Bewick's Wren along the Tuolumne River Parkway Trail
I took a stroll along the Tuolumne River early this morning, probably the final such stroll for at least a month. Field season has arrived, and I'm going to be in the air and on the road a lot for the next few weeks. I don't do morning walks all that often, and by golly if there weren't some new birds to be seen! I kept hearing a high-pitched trill in the willow-oak thicket, and I finally spied a Bewick's Wren (Thryomanes bewickii) singing away on a branch.
The identification was based on the beak size, the white eye streak, and the long barred tail (as always, I'll happily correct any mistakes. The Bewick's Wrens aren't exactly threatened, but they have gone into a steep population decline in the last few decades. They've essentially disappeared from the Eastern U.S. and Midwest. Their decline has been matched by the expansion of the range of the House Wren. The House Wrens will take over prime nesting hollows used by the Bewick's Wren.
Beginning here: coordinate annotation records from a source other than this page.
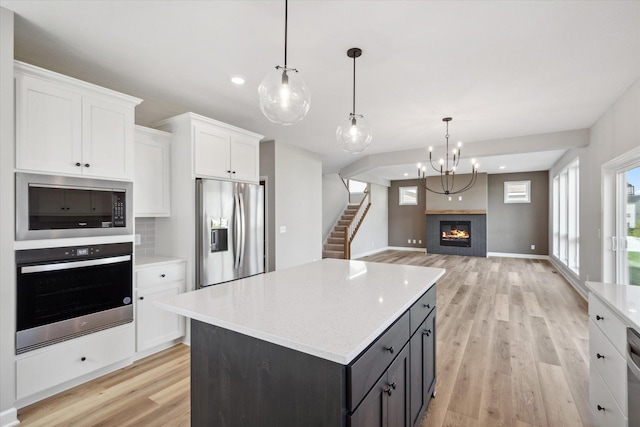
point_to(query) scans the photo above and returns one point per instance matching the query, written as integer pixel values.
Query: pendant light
(284, 96)
(354, 133)
(447, 169)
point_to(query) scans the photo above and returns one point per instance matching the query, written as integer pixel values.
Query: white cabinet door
(155, 325)
(107, 136)
(71, 359)
(48, 127)
(212, 152)
(67, 126)
(151, 190)
(245, 158)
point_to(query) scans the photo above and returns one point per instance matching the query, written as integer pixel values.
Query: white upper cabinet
(212, 151)
(66, 126)
(219, 150)
(151, 192)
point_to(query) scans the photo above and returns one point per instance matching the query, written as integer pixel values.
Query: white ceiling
(500, 69)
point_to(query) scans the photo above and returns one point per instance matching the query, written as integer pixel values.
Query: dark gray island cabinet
(240, 377)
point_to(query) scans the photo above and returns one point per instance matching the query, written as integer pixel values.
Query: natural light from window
(566, 223)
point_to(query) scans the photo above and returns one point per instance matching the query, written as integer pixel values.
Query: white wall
(334, 200)
(298, 206)
(7, 220)
(616, 132)
(373, 233)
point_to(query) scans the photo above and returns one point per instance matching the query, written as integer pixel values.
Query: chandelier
(447, 169)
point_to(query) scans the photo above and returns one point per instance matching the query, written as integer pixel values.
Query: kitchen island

The Tuolumne River Parkway trail follows two miles of the river where it emerges from the Sierra Nevada foothills onto the floor of California's Great Valley. It will have an opening ceremony on Saturday May 21st at 10AM if you are in the area. I'm already seeing an increase in foot traffic, and someone is almost always parked at the new lot at the western end of the trail. There's been more trash, too, unfortunately. People can be such slobs sometimes. I'm walking with a trash bag in hand these days. Most folks, though, are of the nice kind, and I mostly see people enjoying themselves.